I'm the type of guy who'll wish you well after he tells you to go fuck yourself. So maybe having a blog would be hilarious and dangerous to the ears of idiots.

“no offence Sydney, but Melbourne is friendlier!”

Sometimes I like to make a point of things, just to get the maximum fun out of things. It can range from asking everyone I meet if they knew that Pastizzi’s are originally from Malta instead of Italy, or to more elaborate schemes that involve action. Why? Merely because it’s a great ice breaker, and it can lead to brilliant stories. A good example was proven one night on the town in Melbourne, when I created a record in order to prove the point in a story I’d like to call:

“no offence Sydney, but Melbourne is friendlier!”

It was a brittle cold night in the middle of August, I was lucky enough to have found myself in Melbourne with my brother Richard (or Ace as I like to call him). We were at home-base enjoying a long lost friend in the form of red wine by the warmth of a brilliant fireplace, when we decided to step onto the uber reliable train network and head into the CBD to enjoy what nightlife Melbourne has to offer.

On our way in we had a casually loud drunken argument about how Melbourne shits over Sydney by the ways of friendly people. I held the point that people in Sydney would ignore you, even if your lying dead on the street corner, whilst in Melbourne; they would at least try to have a conversation with the dead body before moving on from boredom. Whilst Ace held the counter. So in my drunken wisdom I threw down the challenge:

“I bet I can totally high 5 30 people tonight before 2am, just to prove how wrong you are!”

Challenge accepted!

So it was underway, I casually got up on the train and went to all the patrons and high 5’d them. 7 people down, 23 to go. Piece of cake. Ace was beginning to doubt the challenge, I was beginning to curse not putting some form of prize that I could earn!

We stumbled off the train, where I high 5’d two more strangers, cheering on their awesomeness. We walked out onto Flinders street where we got lost looking for a certain pub, so I decided to then ask some street beat cops for help. I staggered up and asked for directions, which they gave easily, I then asked for a lift via piggy back to which they laughed and said no. Three more high 5’s were exchanged between me and the boys in blue and away we went.

18 high 5’s left.
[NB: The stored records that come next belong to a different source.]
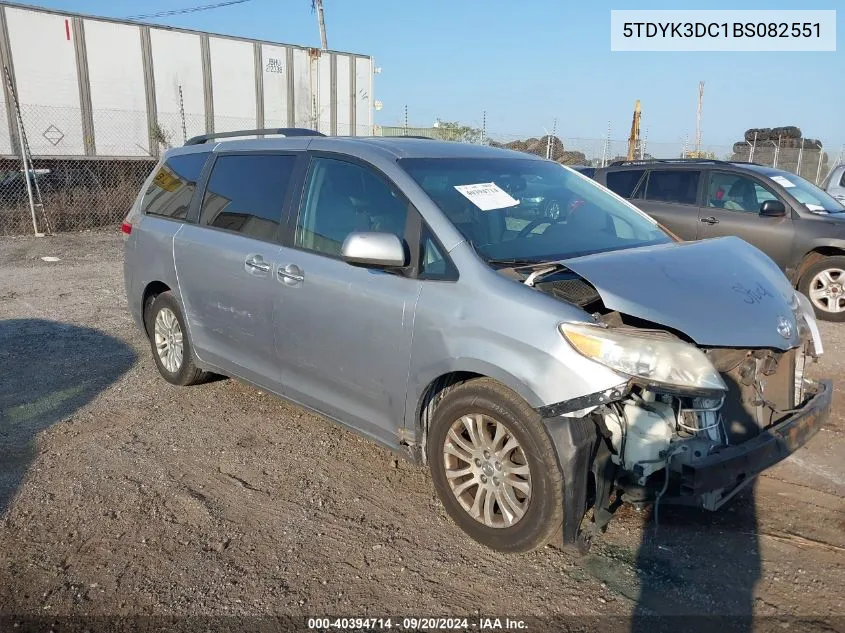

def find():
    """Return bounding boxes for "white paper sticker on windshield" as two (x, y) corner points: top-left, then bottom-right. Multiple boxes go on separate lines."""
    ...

(455, 182), (519, 211)
(772, 176), (795, 188)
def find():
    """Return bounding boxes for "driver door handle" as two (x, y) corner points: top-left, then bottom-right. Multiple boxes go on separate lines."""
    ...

(277, 264), (305, 285)
(244, 255), (271, 273)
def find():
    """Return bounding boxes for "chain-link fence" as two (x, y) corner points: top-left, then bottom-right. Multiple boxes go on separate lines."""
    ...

(0, 105), (845, 235)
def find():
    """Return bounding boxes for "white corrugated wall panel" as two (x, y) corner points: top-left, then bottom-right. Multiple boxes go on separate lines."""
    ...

(150, 29), (205, 145)
(335, 55), (353, 136)
(355, 57), (373, 136)
(317, 53), (334, 134)
(83, 20), (150, 156)
(208, 37), (258, 132)
(4, 6), (85, 156)
(261, 44), (290, 127)
(293, 48), (314, 128)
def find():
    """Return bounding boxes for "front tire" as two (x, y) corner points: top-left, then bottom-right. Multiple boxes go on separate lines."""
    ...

(427, 378), (563, 552)
(798, 256), (845, 323)
(144, 292), (208, 387)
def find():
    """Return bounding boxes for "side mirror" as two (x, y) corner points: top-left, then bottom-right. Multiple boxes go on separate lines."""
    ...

(760, 200), (786, 218)
(341, 232), (407, 268)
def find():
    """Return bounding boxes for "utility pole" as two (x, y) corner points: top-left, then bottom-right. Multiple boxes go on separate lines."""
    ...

(695, 81), (704, 158)
(311, 0), (329, 51)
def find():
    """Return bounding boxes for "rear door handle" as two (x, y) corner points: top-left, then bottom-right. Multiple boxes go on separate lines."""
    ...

(244, 255), (272, 273)
(277, 264), (305, 286)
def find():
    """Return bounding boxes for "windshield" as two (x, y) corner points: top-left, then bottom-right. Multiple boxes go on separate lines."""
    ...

(399, 158), (672, 263)
(769, 173), (845, 213)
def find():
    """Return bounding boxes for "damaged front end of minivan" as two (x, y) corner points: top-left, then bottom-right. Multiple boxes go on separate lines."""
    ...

(523, 238), (832, 549)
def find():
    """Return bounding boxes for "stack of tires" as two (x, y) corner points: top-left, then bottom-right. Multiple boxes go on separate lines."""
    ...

(490, 136), (587, 165)
(731, 125), (828, 182)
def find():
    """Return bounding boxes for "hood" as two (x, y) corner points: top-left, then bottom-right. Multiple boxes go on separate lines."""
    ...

(562, 237), (799, 350)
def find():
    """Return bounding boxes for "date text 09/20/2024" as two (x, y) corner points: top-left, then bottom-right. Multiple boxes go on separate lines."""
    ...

(307, 617), (527, 631)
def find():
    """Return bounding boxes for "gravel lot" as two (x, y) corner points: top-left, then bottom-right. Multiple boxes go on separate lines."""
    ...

(0, 231), (845, 630)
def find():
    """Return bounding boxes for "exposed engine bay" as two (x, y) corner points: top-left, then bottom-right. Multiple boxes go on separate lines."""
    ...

(593, 340), (805, 510)
(508, 262), (821, 538)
This challenge was proving to be too easy. 

The rest of the night from then on was a blur, due to savvy friends with bottomless wallets buying drinks and willing punks to devour said savvy drinks. Even though I did party and drink a large portion of my memory into the abyss, all I can remember was the final tally of high 5’s; since my courageous confidence was blasting me way into overdrive, pursuing high 5’s from any stranger in the closest vicinity.

65 people all up high 5’d a stranger in the dark cold streets of Melbourne. What a record! I plan to break that next time I’m there again, and maybe to try this record in Sydney to prove a larger point. But either way, both cities are amazing for their reasons, but Melbourne won over that night because it was a willing participant in a casual drunken social experiment. No offence Sydney, but prove me wrong, prove me wrong!